Mobile Guide
In this chapter we will discuss the proper ways to use a mobile device. Keep in mind mobile devices ARE NOT RECOMMENDED In terms of OpSec they are the lowest, and should only be used in extreme circumstances. You are still always safer using a operating system like Tails, or Whonix. PGP, XMR, and other basic tools are all still needed which you will have to setup yourself.
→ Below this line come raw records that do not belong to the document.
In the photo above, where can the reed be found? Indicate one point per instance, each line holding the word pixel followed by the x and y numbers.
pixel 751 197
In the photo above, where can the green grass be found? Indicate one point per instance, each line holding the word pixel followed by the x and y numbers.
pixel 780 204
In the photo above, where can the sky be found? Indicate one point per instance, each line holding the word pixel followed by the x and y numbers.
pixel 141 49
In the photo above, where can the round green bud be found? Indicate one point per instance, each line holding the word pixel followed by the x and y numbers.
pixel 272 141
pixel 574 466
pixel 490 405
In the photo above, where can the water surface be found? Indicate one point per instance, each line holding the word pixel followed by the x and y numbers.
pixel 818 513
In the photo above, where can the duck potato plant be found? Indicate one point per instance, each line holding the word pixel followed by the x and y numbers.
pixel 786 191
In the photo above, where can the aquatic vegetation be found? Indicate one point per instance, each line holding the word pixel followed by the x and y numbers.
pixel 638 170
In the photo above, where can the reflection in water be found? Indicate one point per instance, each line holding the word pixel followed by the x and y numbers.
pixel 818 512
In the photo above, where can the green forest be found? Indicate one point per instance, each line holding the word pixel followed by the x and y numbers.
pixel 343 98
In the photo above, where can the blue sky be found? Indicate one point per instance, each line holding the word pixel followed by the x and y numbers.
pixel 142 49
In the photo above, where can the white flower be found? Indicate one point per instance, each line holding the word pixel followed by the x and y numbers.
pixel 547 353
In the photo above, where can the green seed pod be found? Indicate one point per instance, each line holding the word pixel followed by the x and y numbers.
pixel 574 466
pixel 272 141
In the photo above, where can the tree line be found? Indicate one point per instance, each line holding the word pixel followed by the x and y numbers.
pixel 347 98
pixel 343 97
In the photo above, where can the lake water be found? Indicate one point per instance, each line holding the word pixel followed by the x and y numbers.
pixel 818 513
There is currently not any chapters written for using them.
What is GrapheneOS?
For this guide we will be using Grapthene OS. GrapheneOS is a mobile OS focused on privacy and security, with an Android app compatibility layer. Its primarily focused on the research and development of privacy and security technologies. These technologies include sandboxing, exploit mitigation, and a permission model.
How does GrapheneOS work?
Graphene improves security and privacy from the ground up by deploying various technologies to mitigate entire classes of vulnerabilities. This makes exploiting common sources of vulnerabilities more difficult and less sustainable. These improvements better the security of the operating system and apps running on it. The system will also never ship with any google apps or services to further increase security.
How can I run GrapheneOS?
Graphene is exclusively built for Google Pixel devices, however many other devices are supported at a source level and can be built for them without modifications to the existing GrapheneOS source tree. Most cases beyond that will require substancial work to reach the same standards; For most devices hardware and firmware will prevent providing a reasonably secure device regardless of work put into device support. At the time of writing the following devices are officially supported.
Supported Devices
- Pixel 7 Pro (cheetah) — experimental
- Pixel 7 (panther) — experimental
- Pixel 6a (bluejay)
- Pixel 6 Pro (raven)
- Pixel 6 (oriole)
- Pixel 5a (barbet)
- Pixel 5 (redfin)
- Pixel 4a (5G) (bramble)
- Pixel 4a (sunfish)
- Pixel 4 XL (coral)
- Pixel 4 (flame)
What makes GrapheneOS secure?
Security and privacy are deeply rooted in the foundations of the Graphene operating system. Completely de-googled and de-bloated, Graphene takes advantage of all existing android security features with numerous additions on top. Disk encryption, clipboard security, hardware identifier protection, IOMMU baseband isolation, and a system integrated firewall with custom rulings keep Graphene protected from adversaries.